During a conference call with analysts, Ciena officials said the acqusition was
"customer driven" and that Ciena engineers had already tested the product in the
lab.

"This move was driven by customer demand," said Gary Smith, Ciena's President
and Chief Operating Officer. He described the K2 product as "mature" and "carrier
class," saying those were major factors in the decision.

Rumors of a Cyras acquisition by Ciena were first reported by Light Reading last
week (see Ciena to Buy Cyras? ). In early trading Tuesday, Ciena stock was
down nearly 10 percent, after officials said on the conference call that the deal
would dilute, or decrease, Ciena's earnings by 19 to 22 cents per share during
fiscal year 2001. Prior to the deal, the company had forecast earnings per share
of roughly 70 cents.

In early Tuesday trading among Ciena competitors, Redback Networks was down
$6.62 (9.29%) at $64.69, Cisco was up $1.00 (2.33%), and Sycamore Networks
Inc. (Nasdaq: SCMR - message board) was down $2.38 (4.74%)at $47.75.

Ciena's sinking share price reflects concern about the dilutive nature of the deal,
the risk in the acquisition, and the prospect of a head-to-head competition with
Cisco, which has an early-mover advantage in next-generation Sonet market.
Ciena has been generally conservative about acquisitions, but not all of them
have worked to the company's benefit. For example, Ciena officials have
acknowledged that an earlier acquisition of Omnia Communications Inc. has not
provided the company with the expansion it had anticipated.

Ciena officials said they had sacrificed near-term profitability for long-term benefit
in the deal. They expect the Cyras acquisition to eventually be accretive, or add
to earnings, during 2002. The deal expands the company's overall market
opportunity, giving it access to a metropolitan optical networking market
estimated to grow to about $10 billion over the next two years.

Intially, the deal looks reasonable in terms of what Cisco paid for Cerent ($7
billion) and what Redback paid for Siara ($5 billion). But in relative terms, the deal
is similar in scale to those purchases because Ciena is buying Cyras with stock,
and the stocks of all networking companies are down substantially this year. By
paying 27 million shares for Cyras, Ciena is giving up 10 percent of its 286 million
outstanding shares in the acquisition

At one stage, Cyras was one of the optical networking industry's hottest startups,
but it's hit stormy waters in recent months (see Cyras: Crisis?

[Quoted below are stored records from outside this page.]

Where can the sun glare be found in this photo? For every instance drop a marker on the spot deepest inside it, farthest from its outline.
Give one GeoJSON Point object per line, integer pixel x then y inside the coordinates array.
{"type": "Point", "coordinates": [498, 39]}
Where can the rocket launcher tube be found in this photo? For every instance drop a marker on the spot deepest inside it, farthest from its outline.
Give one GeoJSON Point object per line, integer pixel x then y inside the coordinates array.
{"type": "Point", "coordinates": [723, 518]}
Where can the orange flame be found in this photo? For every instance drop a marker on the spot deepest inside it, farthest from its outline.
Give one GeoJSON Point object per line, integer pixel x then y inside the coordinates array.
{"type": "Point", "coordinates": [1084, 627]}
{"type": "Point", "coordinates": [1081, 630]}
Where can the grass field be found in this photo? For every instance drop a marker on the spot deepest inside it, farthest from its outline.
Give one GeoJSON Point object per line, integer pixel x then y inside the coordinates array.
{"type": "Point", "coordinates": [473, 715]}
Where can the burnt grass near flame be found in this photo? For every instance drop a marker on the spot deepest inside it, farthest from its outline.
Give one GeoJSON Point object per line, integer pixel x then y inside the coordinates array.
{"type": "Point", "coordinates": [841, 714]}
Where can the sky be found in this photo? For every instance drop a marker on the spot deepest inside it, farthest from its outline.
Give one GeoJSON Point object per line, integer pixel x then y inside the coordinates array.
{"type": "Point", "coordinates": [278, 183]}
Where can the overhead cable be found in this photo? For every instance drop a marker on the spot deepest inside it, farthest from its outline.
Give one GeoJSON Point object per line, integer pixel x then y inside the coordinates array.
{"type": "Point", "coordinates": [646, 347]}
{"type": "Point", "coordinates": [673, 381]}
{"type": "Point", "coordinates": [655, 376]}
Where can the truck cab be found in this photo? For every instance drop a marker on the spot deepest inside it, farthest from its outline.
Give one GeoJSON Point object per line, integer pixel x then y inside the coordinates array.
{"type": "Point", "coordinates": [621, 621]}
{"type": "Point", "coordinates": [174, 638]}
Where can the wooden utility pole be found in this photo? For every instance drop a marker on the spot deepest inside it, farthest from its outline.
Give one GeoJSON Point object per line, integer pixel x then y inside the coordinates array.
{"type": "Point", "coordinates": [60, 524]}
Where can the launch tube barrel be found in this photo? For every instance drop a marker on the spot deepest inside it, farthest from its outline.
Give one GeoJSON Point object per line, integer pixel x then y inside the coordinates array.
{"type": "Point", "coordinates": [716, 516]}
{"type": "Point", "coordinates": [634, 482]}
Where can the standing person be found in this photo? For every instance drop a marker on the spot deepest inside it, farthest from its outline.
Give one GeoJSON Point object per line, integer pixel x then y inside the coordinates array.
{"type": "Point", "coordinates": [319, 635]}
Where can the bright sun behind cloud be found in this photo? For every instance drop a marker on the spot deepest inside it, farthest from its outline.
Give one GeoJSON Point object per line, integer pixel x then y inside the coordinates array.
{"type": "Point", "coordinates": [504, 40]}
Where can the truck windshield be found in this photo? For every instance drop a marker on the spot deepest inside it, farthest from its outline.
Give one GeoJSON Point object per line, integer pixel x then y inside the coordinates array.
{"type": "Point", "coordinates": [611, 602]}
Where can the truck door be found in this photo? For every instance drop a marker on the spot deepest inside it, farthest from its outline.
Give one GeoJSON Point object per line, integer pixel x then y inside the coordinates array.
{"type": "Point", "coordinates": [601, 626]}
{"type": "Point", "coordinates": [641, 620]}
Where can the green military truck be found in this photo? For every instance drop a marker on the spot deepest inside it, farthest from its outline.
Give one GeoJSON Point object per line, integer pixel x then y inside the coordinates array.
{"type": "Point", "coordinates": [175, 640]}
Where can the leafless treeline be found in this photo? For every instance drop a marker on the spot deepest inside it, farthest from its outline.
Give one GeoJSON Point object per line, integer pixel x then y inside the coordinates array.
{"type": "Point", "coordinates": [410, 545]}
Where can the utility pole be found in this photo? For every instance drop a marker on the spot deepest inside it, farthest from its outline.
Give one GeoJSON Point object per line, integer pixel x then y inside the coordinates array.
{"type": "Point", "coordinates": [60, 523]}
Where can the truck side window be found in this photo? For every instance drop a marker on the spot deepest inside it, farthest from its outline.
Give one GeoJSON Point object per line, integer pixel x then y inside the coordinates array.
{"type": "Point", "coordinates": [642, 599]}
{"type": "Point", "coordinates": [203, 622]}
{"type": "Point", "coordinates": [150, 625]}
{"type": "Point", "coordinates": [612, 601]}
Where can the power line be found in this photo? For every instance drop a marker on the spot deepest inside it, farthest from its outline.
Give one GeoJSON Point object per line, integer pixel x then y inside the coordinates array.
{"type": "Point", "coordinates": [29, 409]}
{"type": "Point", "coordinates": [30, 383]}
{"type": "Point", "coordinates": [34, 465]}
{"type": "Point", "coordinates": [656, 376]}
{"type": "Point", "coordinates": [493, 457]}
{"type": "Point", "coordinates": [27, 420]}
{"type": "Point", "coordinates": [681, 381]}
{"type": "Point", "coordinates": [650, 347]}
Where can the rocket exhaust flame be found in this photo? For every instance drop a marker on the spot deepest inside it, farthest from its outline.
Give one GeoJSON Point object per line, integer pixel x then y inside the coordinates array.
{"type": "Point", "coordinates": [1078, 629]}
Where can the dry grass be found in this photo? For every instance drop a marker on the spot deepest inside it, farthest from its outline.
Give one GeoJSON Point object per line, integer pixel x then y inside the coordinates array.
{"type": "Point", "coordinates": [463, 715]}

What Crisis? ).
The company ranked sixth in Light Reading's list of Top 10 Private Companies
(see Cyras Systems )

lightreading.com

My note:

Interesting that they only mentioned the negative Omnia deal and left out the positive Lightera deal (which gave rise to the CoreDirector....)



To: James Fulop who wrote (10058)12/19/2000 11:39:09 AM
From: Techplayer  Read Replies (1) | Respond to of 12623
 
James, your last question is a very good one.

There is a very high demand for this type of product right now. RBAK and SCMR are ramping sales for their versions. If CIEN bought based on feedback from Q, it is in conflict with what I had heard... Again, time will tell. Right now I am down a buck and a half on my purchase this morning. I am not going to stick around long if the sell-off continues.

Personally, I have doubt about CIEN's decision to buy this company at this point.